Estimates for lung function decline in chronic obstructive pulmonary disease (COPD) have differed by study setting and have not been described in a UK primary care population.
To describe rates of FEV 1 and FVC decline in COPD and investigate characteristics associated with accelerated decline.
Current/ex-smoking COPD patients (35 years+) who had at least 2 FEV 1 or FVC measurements ≥6 months apart were included using Clinical Practice Research Datalink. Patients were followed up for a maximum of 13 years. Accelerated rate of lung function decline was defined as the fastest quartile of decline using mixed linear regression, and association with baseline characteristics was investigated using logistic regression.

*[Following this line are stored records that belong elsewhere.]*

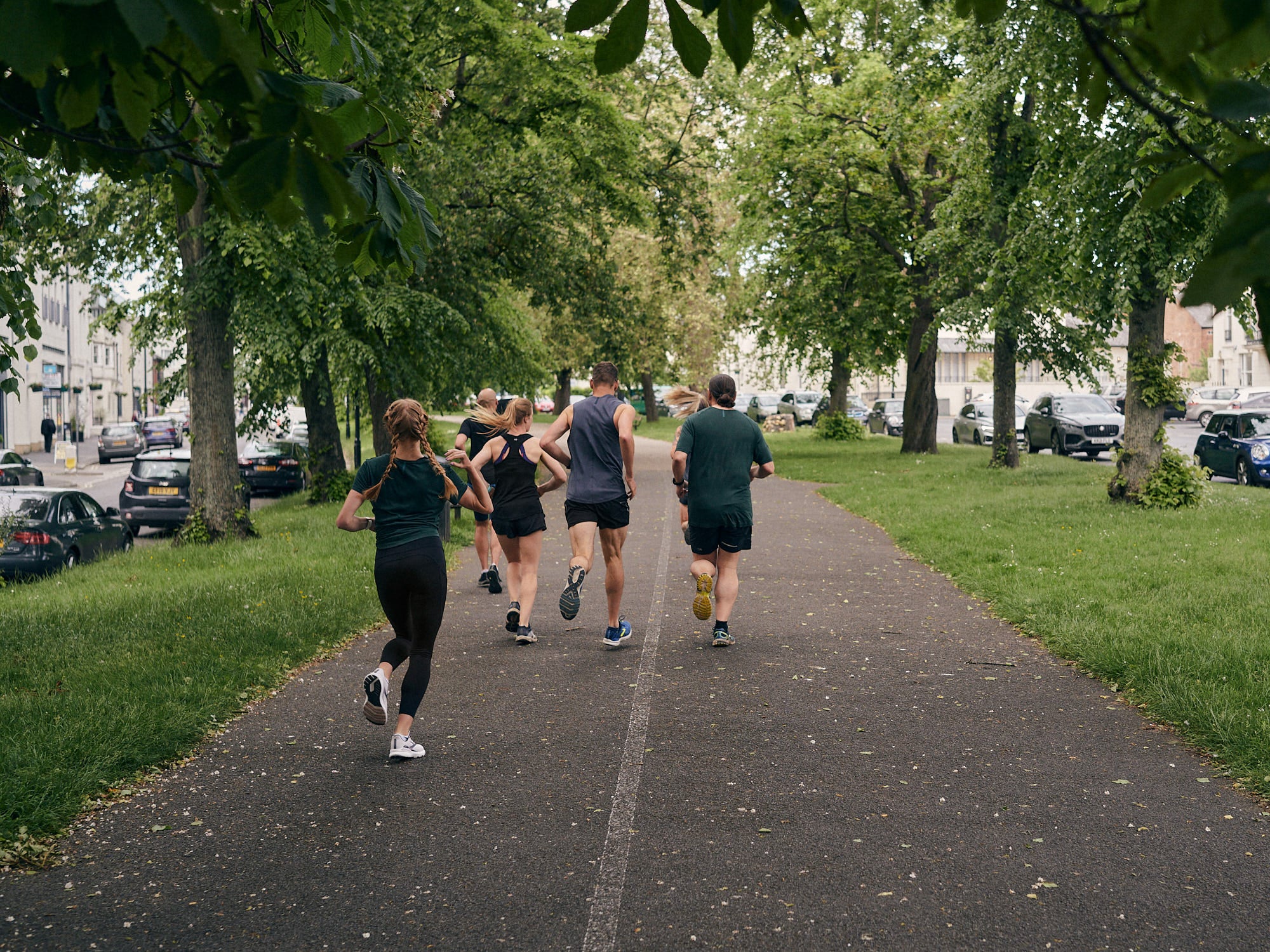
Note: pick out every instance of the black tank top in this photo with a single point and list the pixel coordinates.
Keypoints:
(516, 491)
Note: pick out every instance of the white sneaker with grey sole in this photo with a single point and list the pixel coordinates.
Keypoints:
(404, 748)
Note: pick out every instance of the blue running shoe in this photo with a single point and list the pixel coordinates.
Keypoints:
(614, 638)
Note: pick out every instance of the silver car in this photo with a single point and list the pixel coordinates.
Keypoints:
(1202, 404)
(801, 404)
(761, 407)
(975, 425)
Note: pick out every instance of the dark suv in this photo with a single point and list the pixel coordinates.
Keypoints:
(157, 492)
(1073, 423)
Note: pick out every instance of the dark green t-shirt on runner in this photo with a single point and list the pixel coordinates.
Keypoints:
(410, 505)
(722, 446)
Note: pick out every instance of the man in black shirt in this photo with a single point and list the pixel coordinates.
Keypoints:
(487, 543)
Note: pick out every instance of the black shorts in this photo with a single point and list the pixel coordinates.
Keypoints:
(730, 539)
(614, 515)
(519, 526)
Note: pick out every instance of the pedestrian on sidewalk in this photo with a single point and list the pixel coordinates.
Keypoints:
(408, 489)
(728, 453)
(519, 520)
(601, 449)
(486, 540)
(686, 402)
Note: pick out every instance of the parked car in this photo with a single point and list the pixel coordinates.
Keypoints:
(1238, 445)
(857, 409)
(277, 466)
(120, 440)
(973, 425)
(57, 529)
(801, 404)
(1202, 404)
(761, 407)
(887, 417)
(162, 432)
(157, 492)
(1073, 423)
(18, 472)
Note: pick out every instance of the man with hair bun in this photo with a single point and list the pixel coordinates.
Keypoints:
(728, 453)
(601, 450)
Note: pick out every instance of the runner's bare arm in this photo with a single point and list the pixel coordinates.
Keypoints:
(624, 418)
(347, 520)
(549, 441)
(477, 497)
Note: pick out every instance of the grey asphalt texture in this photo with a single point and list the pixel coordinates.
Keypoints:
(878, 764)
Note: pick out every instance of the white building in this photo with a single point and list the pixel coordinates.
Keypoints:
(82, 373)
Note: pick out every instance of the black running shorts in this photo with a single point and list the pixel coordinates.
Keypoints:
(730, 539)
(524, 526)
(614, 515)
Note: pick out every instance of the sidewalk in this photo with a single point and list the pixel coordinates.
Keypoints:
(877, 764)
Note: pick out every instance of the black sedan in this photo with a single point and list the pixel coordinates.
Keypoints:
(120, 440)
(275, 466)
(1238, 445)
(1073, 423)
(57, 529)
(17, 472)
(157, 492)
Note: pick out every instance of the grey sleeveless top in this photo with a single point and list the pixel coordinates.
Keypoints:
(596, 473)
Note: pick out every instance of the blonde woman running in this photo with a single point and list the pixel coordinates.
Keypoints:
(519, 520)
(408, 489)
(686, 402)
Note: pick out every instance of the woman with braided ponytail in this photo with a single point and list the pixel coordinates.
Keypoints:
(519, 520)
(408, 491)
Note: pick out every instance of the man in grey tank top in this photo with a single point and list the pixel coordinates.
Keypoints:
(601, 459)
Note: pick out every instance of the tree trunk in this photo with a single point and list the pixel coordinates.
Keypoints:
(1005, 440)
(565, 388)
(921, 407)
(1142, 423)
(218, 498)
(650, 398)
(379, 400)
(326, 451)
(840, 380)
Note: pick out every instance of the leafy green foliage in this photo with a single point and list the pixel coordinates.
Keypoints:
(839, 427)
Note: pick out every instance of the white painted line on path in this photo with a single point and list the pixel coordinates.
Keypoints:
(608, 902)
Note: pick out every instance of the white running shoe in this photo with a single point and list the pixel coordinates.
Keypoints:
(404, 748)
(377, 687)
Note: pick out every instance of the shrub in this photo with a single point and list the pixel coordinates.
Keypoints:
(1175, 484)
(840, 427)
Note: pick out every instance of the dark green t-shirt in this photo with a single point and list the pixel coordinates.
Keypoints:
(410, 503)
(722, 445)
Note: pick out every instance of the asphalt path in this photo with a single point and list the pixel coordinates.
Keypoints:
(878, 764)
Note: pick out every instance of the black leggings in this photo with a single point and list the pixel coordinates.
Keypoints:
(411, 581)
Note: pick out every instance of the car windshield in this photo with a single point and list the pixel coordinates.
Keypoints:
(1083, 404)
(162, 469)
(23, 507)
(1257, 426)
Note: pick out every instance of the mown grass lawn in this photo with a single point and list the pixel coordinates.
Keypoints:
(129, 663)
(1172, 607)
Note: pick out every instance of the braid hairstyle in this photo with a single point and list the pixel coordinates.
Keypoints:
(685, 402)
(407, 422)
(519, 411)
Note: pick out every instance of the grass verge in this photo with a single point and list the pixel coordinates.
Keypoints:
(1169, 607)
(126, 664)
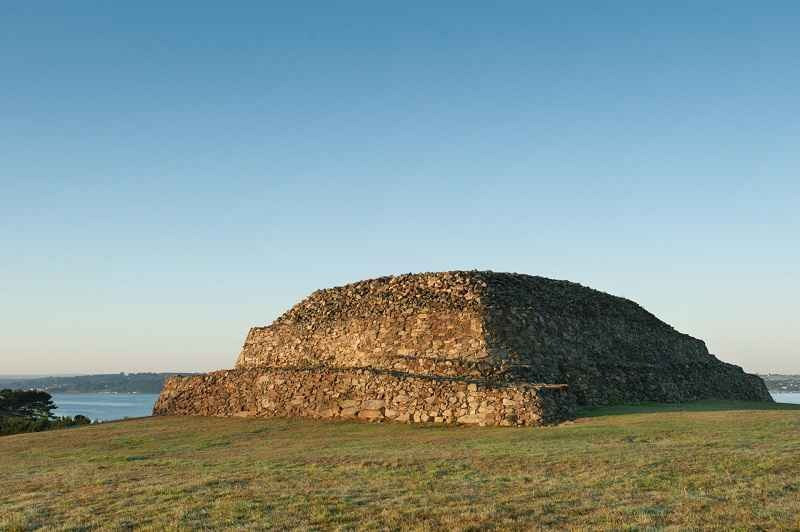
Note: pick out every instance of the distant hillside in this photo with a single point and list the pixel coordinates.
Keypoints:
(782, 383)
(112, 382)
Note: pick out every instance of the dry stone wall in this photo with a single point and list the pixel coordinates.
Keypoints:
(459, 347)
(363, 394)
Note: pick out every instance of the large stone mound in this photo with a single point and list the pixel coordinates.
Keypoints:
(492, 348)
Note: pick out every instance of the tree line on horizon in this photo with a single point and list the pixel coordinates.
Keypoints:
(32, 411)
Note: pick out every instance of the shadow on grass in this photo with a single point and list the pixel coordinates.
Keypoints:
(694, 406)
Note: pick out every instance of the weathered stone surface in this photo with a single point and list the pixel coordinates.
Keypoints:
(459, 347)
(248, 392)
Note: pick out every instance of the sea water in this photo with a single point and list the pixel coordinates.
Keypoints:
(104, 406)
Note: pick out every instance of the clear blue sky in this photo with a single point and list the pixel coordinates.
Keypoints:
(173, 175)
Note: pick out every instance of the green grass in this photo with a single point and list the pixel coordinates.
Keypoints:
(645, 467)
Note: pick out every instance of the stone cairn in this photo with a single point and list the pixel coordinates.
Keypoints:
(458, 347)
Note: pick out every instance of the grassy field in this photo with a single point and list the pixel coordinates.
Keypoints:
(707, 465)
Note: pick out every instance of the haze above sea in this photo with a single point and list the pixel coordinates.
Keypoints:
(110, 406)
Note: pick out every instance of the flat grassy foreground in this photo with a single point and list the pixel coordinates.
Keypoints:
(709, 465)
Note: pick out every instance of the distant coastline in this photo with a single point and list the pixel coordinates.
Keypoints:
(136, 383)
(112, 383)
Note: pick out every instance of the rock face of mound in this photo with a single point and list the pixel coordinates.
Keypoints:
(492, 348)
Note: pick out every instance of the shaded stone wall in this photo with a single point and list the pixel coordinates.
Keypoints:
(459, 347)
(500, 327)
(606, 348)
(365, 394)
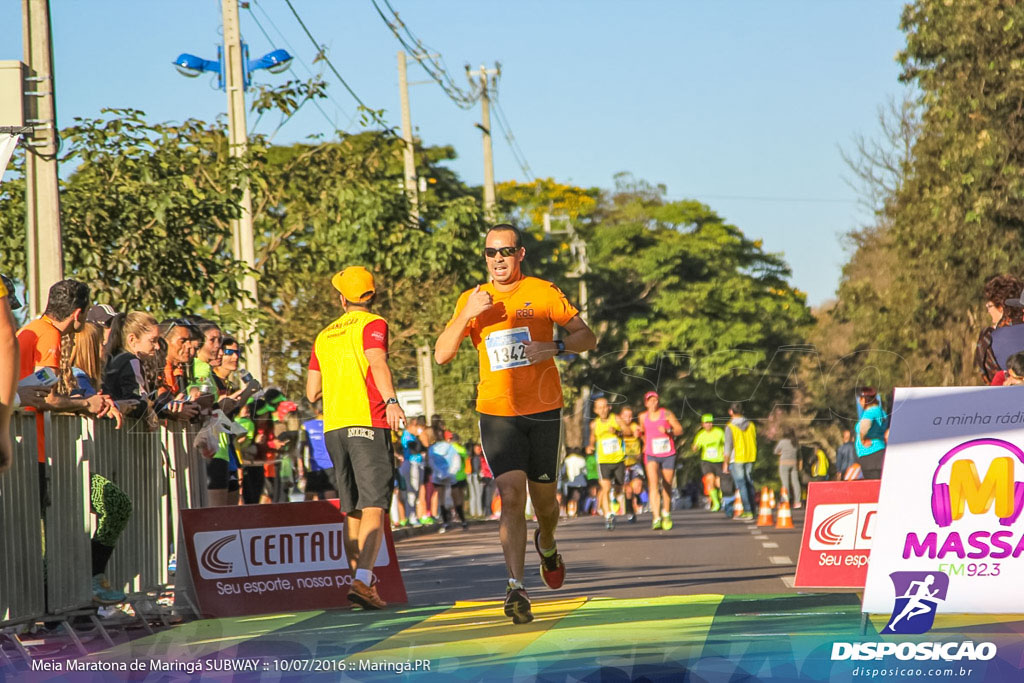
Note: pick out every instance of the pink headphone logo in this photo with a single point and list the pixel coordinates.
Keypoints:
(942, 507)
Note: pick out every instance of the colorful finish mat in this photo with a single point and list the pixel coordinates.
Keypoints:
(690, 638)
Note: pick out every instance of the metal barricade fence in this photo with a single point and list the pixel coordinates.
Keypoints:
(69, 521)
(22, 595)
(132, 459)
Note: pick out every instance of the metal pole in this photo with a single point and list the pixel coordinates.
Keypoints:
(242, 228)
(407, 134)
(488, 159)
(45, 252)
(425, 358)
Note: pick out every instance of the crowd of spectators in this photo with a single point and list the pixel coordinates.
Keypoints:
(129, 368)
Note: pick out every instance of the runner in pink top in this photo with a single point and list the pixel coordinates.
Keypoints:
(659, 427)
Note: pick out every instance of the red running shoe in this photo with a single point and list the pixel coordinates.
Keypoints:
(552, 568)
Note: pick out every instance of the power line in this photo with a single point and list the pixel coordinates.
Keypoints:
(517, 153)
(322, 52)
(431, 61)
(792, 200)
(291, 71)
(299, 59)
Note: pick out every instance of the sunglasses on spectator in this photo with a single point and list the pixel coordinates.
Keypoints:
(491, 252)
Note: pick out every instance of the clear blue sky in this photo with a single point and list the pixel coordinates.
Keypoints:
(742, 104)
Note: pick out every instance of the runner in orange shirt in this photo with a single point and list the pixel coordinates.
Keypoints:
(511, 321)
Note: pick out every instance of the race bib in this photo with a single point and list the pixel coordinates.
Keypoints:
(609, 445)
(506, 348)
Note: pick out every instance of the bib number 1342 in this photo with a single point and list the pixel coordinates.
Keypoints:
(506, 348)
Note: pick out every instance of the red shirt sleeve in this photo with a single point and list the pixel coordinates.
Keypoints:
(375, 335)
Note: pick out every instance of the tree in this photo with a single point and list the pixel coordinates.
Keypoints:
(137, 194)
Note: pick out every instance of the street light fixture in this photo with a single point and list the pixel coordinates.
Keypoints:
(190, 66)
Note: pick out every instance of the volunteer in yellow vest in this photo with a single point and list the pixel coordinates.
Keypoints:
(740, 452)
(348, 370)
(606, 439)
(633, 449)
(511, 322)
(711, 441)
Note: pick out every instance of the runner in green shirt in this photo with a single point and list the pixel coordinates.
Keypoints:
(711, 441)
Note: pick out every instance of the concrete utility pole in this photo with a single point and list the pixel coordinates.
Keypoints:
(45, 253)
(407, 134)
(242, 227)
(486, 76)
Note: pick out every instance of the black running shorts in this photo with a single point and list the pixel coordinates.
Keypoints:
(525, 442)
(613, 471)
(708, 467)
(364, 466)
(218, 476)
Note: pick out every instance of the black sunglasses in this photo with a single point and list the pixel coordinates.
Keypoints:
(507, 252)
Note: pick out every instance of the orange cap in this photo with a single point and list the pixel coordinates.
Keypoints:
(354, 283)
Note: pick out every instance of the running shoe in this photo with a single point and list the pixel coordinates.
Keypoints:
(552, 567)
(517, 605)
(103, 593)
(365, 596)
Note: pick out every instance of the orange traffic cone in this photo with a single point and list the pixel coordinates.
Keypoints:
(784, 515)
(764, 512)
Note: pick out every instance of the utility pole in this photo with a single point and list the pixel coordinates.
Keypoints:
(407, 134)
(242, 227)
(486, 76)
(423, 354)
(42, 201)
(425, 371)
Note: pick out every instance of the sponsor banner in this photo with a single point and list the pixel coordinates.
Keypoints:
(838, 529)
(258, 559)
(949, 538)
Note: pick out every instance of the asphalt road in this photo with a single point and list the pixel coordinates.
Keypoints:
(704, 553)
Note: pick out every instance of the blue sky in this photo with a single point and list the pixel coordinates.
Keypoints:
(741, 104)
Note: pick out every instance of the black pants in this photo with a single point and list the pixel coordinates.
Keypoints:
(252, 484)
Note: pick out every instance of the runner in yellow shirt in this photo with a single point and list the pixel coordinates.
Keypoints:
(606, 439)
(633, 449)
(711, 441)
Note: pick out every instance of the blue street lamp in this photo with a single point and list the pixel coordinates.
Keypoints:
(192, 66)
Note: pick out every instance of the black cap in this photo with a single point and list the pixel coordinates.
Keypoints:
(100, 314)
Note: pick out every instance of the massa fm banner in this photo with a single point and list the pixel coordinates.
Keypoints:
(949, 536)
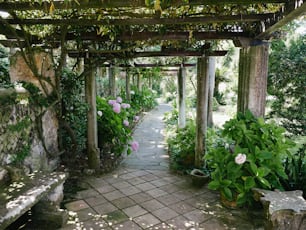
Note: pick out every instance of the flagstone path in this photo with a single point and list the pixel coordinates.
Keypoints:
(143, 194)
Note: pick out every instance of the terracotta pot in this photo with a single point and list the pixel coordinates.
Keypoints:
(198, 177)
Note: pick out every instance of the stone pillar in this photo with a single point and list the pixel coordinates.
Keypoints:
(181, 83)
(92, 129)
(211, 74)
(128, 85)
(252, 84)
(112, 81)
(202, 106)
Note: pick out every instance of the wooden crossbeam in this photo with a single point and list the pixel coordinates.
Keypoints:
(109, 53)
(144, 21)
(46, 5)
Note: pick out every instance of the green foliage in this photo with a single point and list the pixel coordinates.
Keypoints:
(74, 112)
(264, 147)
(144, 99)
(182, 148)
(286, 82)
(295, 168)
(113, 135)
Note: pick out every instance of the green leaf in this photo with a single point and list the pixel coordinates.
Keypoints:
(264, 182)
(227, 193)
(249, 183)
(214, 185)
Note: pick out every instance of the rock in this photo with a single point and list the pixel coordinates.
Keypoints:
(283, 210)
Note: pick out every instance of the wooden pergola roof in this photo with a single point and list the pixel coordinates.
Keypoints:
(120, 26)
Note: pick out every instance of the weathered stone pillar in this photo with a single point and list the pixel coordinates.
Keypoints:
(211, 73)
(92, 129)
(128, 85)
(202, 106)
(181, 83)
(252, 84)
(112, 81)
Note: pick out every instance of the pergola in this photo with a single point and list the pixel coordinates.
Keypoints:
(109, 30)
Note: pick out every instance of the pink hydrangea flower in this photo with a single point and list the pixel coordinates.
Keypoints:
(111, 102)
(136, 118)
(119, 100)
(116, 107)
(125, 106)
(126, 123)
(240, 158)
(135, 146)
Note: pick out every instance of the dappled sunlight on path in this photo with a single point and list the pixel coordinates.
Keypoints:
(143, 194)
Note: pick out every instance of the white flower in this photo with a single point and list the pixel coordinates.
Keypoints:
(100, 113)
(240, 158)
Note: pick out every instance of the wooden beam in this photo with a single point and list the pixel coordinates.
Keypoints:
(144, 21)
(297, 12)
(107, 53)
(46, 5)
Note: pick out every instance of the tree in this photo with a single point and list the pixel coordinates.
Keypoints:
(286, 82)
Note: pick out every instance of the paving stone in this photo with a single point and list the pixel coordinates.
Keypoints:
(156, 192)
(147, 221)
(94, 201)
(145, 186)
(134, 211)
(123, 202)
(182, 207)
(168, 199)
(197, 216)
(141, 197)
(130, 190)
(121, 185)
(106, 189)
(152, 205)
(105, 208)
(127, 225)
(181, 222)
(165, 213)
(115, 217)
(113, 195)
(76, 205)
(86, 214)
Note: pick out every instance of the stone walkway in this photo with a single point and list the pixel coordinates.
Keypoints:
(143, 194)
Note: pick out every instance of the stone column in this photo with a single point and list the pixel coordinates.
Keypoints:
(128, 85)
(181, 83)
(92, 129)
(202, 106)
(252, 84)
(211, 74)
(112, 81)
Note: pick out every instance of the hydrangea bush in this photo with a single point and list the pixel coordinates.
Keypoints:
(114, 126)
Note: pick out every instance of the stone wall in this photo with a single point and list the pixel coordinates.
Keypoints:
(42, 153)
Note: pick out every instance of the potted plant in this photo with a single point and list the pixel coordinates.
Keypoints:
(249, 153)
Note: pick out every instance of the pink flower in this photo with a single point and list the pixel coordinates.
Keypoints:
(126, 122)
(119, 100)
(240, 158)
(135, 146)
(111, 102)
(136, 118)
(116, 107)
(125, 106)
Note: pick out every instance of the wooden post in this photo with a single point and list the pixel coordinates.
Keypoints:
(181, 83)
(202, 107)
(112, 81)
(128, 85)
(252, 84)
(211, 73)
(92, 129)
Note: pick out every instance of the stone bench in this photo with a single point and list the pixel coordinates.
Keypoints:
(40, 192)
(283, 210)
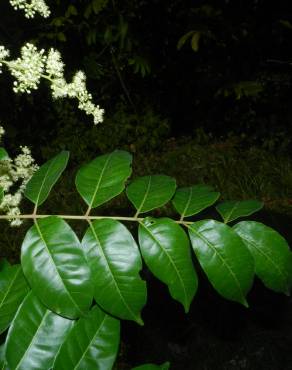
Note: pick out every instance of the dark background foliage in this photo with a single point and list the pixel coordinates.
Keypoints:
(200, 90)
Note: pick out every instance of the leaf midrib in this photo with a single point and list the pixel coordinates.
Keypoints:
(111, 273)
(248, 240)
(53, 262)
(91, 341)
(222, 259)
(171, 261)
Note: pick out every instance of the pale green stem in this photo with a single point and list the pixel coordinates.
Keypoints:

A total of 72,683 and 50,649 COPD patients had at least 2 FEV 1 or FVC measurements, respectively. Median rates of FEV 1 and FVC changes or decline were −18.1mL/year (IQR: −31.6 to −6.0) and −22.7mL/year (IQR: −39.9 to −6.7), respectively. Older age, high socioeconomic status, being underweight, high mMRC dyspnoea and frequent AECOPD or severe AECOPD were associated with an accelerated rate of FEV 1 and FVC decline. Current smoking, mild airflow obstruction and inhaled corticosteroid treatment were additionally associated with accelerated FEV 1 decline whilst women, sputum production and severe airflow obstruction were associated with accelerated FVC decline.
Rate of FEV 1 and FVC decline was similar and showed similar heterogeneity. Whilst FEV 1 and FVC shared associations with baseline characteristics, a few differences highlighted the importance of both lung function measures in COPD progression. We identified important characteristics that should be monitored for disease progression.